Paper: Are forecasting competitions data representative of the reality?

This paper by Spiliotis et. al, in the special issue of the International Journal of Forecasting on the M4 Competition is an interesting look at characterizing the time series in forecasting competitions according to statistical properties. The paper references work of Kang, et. al. (2017) which identifies 6 features to characterize time series, including properties such as trend, seasonality, and autocorrelation. A collection of time series can be represented as a region in this space and then Principal Components Analysis can be used to map it onto the two dimensional plane. The collection of series from two different forecasting competitions can then be visually compared and holes in the feature space can be identified. When one of the collections is taken as the reference then gaps in the projection of the second collection are informative, especially if methods trained on the smaller set are then applied to the larger set.

Spiliotis et. al extend the feature description by adding 4 features from Wang et. al (2006). They then take 4 models used in the M competitions and perform a linear regression of the model forecast errors on the 10 features to determine which features seem to be more influential for which model. Alternatively, one could use this to identify which models are more robust in for particular time series. All in all this is an interesting approach.

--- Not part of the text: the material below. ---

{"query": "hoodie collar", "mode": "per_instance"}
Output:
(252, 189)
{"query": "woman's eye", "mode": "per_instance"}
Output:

I’m going to see if I can apply it to the time series underlying some of the forecasting questions in the recent IARPA Geopolitical Forecasting Challenge 2 to see where they fall in feature space.

Referring back to my earlier short post on ensembles, it seems to me that this technique could be used to determine ensemble weights for a collection of time series models. Using the regression model, predict the expected error for each model based on the historical values of the time series as decomposed into the 6 or 10 feature space. Weight the models so that the most accurate model receives the greatest weight. I expect the authors have already thought of this and are probably researching it, if they haven’t already.